Pendant de longues années, Eggert Gustavs a vécu et travaillé six mois l’été à Hiddensee et six mois l’hiver à Neuruppin (Land de Brandebourg) auprès de sa famille – sa femme, la danseuse et professeur de danse Irene Tourneau-Gustavs, et ses six enfants. Il y a capturé dans de nombreux tableaux la quiétude et la contemplation du paysage de la Marche de Brandebourg, les lacs et les forêts de la «Ruppiner Schweiz» décrits par Théodore Fontane dans ses Wanderungen durch die Mark Brandenburg (Promenades dans la Marche de Brandebourg). L’artiste a également puisé son inspiration dans les Alpes tyroliennes, en France et dans le Harz, mais surtout sur son île bien-aimée d’Hiddensee.

Dans l’atelier aménagé dans sa maison sur les bords du lac de Neuruppin, il peignait, gravait de nouvelles créations dans le linoléum et le bois et confectionnait à la main des cartes-photos avec des centaines de reproductions différentes de ses œuvres. Ces cartes d’art se sont vendues par milliers, élargissant un peu plus sa popularité. Il a suivi sa voie en faisant preuve d’une immense application, d’une riche imagination et d’une créativité qui n’a jamais décliné – doublée d’une bonne dose d’autocritique sans concession vis-à-vis de son œuvre.

En 1994, Eggert Gustavs a transféré la propriété d’une partie importante de ses travaux artistiques en faisant un don au musée de son île natale. L’artiste s’est éteint en 1996. Non loin de la maison où il a vu le jour dans le village de Kloster sur l’île d’Hiddensee, Eggert Gustavs a trouvé sa dernière demeure sous un bloc erratique sur lequel il a sculpté ses initiales de ses propres mains.

A l’occasion du 100 anniversaire de l’artiste, un hommage a été rendu à l’œuvre de l’artiste sous forme de la parution du livre Eggert Gustavs – Leben und Werk eines Hiddenseer Künstlers (Eggert Gustavs – Vie et œuvre d’un artiste d’Hiddensee). Par la même occasion, le musée de Neuruppin et le musée local de l’île d’Hiddensee ont organisé en 2009 des expositions de grande envergure regroupant non moins de 150 travaux de l’œuvre très diversifiée de l’artiste.

A Barcelone, métropole espagnole de l’art, un nouvel hommage sera rendu à l’œuvre du peintre et graphiste Eggert Gustavs dans le cadre de l’exposition que lui consacre l’éminent Cercle artistique royal du 17.06. au 18.07.2010. Après avoir visité une exposition sur Gustavs en Allemagne, le président du Cercle royal artistique, Prof.
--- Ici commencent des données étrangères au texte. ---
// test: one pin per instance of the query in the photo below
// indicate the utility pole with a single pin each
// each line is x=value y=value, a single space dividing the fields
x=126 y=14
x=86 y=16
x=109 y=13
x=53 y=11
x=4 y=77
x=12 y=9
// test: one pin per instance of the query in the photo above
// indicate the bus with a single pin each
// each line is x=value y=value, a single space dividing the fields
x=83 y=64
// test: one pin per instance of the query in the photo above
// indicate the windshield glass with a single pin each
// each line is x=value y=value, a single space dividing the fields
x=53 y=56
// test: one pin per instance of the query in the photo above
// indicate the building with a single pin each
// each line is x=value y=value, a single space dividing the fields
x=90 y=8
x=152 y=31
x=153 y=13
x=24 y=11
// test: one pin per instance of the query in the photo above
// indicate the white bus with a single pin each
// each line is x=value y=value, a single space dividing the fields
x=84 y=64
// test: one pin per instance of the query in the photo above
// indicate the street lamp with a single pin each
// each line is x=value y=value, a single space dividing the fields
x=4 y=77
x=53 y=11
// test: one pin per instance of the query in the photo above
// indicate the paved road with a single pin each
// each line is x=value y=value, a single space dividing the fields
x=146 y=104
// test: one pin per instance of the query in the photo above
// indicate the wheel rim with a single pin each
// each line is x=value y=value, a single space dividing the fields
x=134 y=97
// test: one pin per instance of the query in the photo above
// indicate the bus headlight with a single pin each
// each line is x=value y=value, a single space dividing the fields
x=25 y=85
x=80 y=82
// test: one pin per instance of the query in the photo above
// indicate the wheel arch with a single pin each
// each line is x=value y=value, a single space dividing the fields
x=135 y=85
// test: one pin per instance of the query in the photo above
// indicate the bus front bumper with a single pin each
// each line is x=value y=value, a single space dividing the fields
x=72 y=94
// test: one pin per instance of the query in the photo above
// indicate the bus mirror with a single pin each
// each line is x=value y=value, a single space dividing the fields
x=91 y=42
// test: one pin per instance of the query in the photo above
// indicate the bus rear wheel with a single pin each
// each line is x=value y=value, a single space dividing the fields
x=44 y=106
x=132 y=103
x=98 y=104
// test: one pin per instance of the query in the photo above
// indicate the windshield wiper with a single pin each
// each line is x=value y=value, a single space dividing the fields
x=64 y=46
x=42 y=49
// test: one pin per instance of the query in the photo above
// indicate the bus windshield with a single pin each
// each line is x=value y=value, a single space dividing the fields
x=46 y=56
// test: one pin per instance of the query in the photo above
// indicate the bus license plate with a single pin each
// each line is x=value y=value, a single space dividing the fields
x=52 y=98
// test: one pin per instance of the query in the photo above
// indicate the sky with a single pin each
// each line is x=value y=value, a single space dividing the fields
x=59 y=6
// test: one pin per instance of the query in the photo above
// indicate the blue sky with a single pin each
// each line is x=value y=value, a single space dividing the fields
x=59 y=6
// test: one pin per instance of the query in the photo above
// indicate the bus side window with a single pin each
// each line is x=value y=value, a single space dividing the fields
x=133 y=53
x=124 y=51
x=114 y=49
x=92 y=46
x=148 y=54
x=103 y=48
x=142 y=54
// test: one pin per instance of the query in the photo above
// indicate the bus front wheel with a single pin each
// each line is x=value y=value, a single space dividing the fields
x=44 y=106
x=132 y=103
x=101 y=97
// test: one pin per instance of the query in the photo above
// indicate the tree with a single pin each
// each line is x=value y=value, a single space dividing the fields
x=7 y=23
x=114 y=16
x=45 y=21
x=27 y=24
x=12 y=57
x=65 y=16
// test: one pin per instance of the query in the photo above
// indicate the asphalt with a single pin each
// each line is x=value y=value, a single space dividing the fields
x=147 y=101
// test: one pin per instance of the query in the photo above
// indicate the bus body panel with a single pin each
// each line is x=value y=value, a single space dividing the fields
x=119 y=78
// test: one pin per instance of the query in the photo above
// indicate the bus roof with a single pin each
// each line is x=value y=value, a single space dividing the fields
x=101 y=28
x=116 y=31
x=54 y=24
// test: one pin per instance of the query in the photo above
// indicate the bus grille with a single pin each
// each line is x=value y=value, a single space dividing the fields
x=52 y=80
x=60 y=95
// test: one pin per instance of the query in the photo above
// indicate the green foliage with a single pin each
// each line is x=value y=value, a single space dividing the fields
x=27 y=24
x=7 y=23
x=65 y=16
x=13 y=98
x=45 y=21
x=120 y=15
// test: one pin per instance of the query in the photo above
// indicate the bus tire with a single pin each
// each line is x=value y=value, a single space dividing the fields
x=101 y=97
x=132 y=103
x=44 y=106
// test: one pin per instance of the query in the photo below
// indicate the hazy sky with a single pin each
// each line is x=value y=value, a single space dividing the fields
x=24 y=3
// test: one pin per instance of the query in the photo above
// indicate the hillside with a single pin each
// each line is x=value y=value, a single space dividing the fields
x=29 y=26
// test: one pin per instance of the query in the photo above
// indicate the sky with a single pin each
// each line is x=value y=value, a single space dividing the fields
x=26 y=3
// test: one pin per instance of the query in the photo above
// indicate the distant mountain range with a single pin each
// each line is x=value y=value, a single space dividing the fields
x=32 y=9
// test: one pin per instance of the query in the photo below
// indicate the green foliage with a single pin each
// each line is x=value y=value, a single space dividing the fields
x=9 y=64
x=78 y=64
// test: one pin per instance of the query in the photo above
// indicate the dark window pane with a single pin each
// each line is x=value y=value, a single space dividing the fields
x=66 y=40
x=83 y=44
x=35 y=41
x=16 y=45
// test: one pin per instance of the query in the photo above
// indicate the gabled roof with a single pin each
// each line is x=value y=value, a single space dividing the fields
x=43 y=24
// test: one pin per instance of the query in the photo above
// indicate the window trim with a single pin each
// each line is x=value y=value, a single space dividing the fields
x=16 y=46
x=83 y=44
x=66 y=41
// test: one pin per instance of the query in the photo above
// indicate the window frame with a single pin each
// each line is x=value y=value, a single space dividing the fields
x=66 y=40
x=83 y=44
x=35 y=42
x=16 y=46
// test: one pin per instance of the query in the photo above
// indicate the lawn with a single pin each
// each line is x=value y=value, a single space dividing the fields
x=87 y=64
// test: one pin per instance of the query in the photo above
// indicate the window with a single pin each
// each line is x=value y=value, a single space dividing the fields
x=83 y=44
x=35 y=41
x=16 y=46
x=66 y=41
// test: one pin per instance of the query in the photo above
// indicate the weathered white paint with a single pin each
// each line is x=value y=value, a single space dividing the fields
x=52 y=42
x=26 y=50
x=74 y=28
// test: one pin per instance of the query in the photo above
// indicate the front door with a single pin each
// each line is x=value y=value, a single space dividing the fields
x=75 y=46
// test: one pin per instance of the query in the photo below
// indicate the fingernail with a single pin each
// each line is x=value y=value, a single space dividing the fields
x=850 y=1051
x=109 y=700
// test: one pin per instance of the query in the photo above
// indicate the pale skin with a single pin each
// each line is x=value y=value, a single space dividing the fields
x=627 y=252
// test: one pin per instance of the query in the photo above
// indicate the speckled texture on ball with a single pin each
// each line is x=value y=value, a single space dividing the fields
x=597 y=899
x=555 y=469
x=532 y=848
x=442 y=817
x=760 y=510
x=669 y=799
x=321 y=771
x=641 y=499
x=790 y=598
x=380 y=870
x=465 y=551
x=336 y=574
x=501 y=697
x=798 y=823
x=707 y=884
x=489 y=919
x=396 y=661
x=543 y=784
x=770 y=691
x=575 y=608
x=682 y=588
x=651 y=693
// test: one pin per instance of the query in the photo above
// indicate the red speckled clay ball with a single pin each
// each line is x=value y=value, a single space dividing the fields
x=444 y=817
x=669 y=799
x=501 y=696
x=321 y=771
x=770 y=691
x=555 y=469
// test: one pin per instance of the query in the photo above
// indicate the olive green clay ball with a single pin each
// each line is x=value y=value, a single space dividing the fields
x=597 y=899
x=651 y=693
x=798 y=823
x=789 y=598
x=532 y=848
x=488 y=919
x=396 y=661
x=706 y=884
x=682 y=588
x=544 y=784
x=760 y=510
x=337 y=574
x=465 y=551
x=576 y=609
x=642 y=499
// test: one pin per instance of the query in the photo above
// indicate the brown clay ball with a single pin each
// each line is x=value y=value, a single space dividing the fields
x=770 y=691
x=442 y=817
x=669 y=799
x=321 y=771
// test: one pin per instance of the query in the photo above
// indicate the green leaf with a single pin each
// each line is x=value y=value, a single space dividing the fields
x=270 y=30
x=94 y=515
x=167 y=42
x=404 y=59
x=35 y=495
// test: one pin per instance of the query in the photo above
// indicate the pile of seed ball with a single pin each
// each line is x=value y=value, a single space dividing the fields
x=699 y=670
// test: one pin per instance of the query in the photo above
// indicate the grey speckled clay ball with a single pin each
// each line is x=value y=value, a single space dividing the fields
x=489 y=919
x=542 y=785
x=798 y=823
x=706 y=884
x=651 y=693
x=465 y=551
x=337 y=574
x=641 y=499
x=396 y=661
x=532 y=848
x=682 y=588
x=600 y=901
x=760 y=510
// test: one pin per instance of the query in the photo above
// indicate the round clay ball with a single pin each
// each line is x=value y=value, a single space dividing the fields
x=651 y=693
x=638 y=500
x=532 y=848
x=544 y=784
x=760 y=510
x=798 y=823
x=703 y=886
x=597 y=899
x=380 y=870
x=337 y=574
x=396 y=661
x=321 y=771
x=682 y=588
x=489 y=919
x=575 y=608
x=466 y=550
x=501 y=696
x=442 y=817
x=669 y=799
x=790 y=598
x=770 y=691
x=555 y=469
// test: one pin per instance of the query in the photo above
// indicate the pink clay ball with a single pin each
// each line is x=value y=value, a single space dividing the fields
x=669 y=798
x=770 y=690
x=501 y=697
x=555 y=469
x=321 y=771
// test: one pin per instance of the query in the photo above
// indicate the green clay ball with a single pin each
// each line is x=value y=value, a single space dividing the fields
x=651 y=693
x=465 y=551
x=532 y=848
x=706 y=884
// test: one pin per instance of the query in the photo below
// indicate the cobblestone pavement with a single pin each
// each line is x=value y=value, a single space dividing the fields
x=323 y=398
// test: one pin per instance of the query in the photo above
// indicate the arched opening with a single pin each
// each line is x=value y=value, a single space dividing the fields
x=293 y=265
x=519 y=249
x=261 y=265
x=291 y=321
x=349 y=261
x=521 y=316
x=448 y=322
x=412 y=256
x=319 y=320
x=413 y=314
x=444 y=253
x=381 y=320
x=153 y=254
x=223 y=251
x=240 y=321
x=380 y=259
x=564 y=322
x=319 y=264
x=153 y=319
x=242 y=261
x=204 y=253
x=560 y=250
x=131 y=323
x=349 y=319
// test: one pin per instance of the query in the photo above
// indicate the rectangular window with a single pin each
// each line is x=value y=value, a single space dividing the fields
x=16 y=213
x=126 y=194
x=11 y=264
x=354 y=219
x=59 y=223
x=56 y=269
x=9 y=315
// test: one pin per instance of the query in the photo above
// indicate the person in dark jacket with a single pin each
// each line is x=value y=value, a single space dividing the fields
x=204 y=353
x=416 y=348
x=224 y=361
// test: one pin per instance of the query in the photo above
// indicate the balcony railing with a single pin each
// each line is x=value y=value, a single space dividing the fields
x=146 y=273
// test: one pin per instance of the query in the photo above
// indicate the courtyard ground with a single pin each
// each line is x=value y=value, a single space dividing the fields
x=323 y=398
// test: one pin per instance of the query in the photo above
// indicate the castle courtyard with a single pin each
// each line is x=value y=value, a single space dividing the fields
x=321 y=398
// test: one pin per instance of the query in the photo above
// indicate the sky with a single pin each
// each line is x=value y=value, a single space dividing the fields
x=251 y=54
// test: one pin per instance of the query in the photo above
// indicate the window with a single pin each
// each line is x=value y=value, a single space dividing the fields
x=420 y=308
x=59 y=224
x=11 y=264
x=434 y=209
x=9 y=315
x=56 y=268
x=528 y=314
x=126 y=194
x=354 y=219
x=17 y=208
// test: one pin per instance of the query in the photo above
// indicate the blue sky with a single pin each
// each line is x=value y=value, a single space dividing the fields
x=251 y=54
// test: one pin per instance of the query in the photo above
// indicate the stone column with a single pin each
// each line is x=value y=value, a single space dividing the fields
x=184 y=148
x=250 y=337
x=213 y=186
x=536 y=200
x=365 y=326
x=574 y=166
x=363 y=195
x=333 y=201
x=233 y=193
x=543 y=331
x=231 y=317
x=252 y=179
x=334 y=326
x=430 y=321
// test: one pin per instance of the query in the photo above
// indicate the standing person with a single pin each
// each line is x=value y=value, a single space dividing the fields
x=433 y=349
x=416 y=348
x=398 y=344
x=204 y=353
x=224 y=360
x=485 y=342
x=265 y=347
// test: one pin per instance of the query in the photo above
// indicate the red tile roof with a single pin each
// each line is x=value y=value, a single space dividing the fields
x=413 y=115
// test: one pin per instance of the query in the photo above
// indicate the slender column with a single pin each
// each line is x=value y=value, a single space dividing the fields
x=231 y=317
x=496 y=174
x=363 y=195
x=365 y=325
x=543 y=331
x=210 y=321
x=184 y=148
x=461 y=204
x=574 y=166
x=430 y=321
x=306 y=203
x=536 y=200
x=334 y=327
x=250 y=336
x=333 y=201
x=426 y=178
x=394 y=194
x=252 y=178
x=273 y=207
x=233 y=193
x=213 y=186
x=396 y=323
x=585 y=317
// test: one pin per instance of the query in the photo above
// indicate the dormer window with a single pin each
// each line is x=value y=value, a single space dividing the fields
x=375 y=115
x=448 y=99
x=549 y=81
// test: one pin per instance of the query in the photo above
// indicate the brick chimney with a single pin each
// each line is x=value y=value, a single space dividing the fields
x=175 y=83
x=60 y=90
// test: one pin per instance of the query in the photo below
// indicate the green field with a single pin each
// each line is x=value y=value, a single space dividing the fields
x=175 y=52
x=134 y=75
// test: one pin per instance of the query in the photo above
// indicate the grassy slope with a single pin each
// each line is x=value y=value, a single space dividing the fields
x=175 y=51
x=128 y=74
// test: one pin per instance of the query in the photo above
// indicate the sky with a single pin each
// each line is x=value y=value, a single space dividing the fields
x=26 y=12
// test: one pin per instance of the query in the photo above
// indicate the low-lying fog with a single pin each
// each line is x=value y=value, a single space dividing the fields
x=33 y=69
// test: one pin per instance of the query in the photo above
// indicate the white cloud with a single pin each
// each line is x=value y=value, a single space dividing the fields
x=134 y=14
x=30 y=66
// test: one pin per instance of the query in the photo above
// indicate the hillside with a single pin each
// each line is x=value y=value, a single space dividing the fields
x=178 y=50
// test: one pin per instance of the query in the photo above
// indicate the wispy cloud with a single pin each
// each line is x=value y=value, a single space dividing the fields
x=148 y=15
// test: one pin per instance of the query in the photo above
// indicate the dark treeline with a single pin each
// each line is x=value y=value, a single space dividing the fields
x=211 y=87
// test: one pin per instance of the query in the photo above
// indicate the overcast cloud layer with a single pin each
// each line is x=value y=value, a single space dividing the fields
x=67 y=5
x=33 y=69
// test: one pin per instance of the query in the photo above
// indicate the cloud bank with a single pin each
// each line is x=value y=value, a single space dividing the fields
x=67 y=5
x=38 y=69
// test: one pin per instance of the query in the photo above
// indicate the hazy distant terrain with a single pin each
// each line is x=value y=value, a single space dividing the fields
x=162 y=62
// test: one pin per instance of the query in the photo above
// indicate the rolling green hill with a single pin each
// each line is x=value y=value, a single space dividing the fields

Fèlix Bentz, avait invité Eggert Gustavs Gesellschaft e.V. (l’Association Eggert Gustavs) à présenter dans sa vénérable maison à Barcelone un panorama représentatif des œuvres de l’artiste. Le président d’honneur du Cercle royal artistique fondé en 1881 n’est autre que le roi d’Espagne, S. M. Juan Carlos Ier.

Karsten Gustavs

1932

Chez la “Künstlerklause” a Kloster

1934 avec sa epouse Irene

1979 avec sa epouse Irene, photo: Ebel-Löffler

Noces d’or, 1984

Eggert Gustavs avec sa soeur Annalise

Rarement Eggert Gustavs paint a la nature libre

1970

1991

1962

“[…] lors d’une expédition avec 5 copains (1945 front oriental) nous avons reçus une pluie de grenades. J’ai ête touche par de nombreux eclats , dans la main dans le cou , ma joue a ete perforee. […] La liasse des photos de famille que je portais dans la poche de ma chemise devant mon coeur, m’a sauve la vie, quelques jour plus tard, j’ai trouvé un eclat bloque entre les photos.”

Eggert Gustavs

Recensioni

Eggert Gustavs, entre Hiddensee et Neuruppin
par le Josep Fèlix Bentz, Président du Cercle artistique royal de Barcelone

[…] Dans une forme aussi personnelle qu’élégante, Gustavs réussit à composer un répertoire visuel d’images et de représentations symboliques, inspirées de sa vie quotidienne et de ses intérêts intellectuels. […] Des images reflétant son expérience et sa façon personnelle de discerner entre le monde de la lumière et celui plus intime des ténèbres, de dissocier l’image et son contenu, l’existence et la fiction, incitant le spectateur à dépasser la simple appréhension des apparences manifestes et stimulant sa réflexion. […]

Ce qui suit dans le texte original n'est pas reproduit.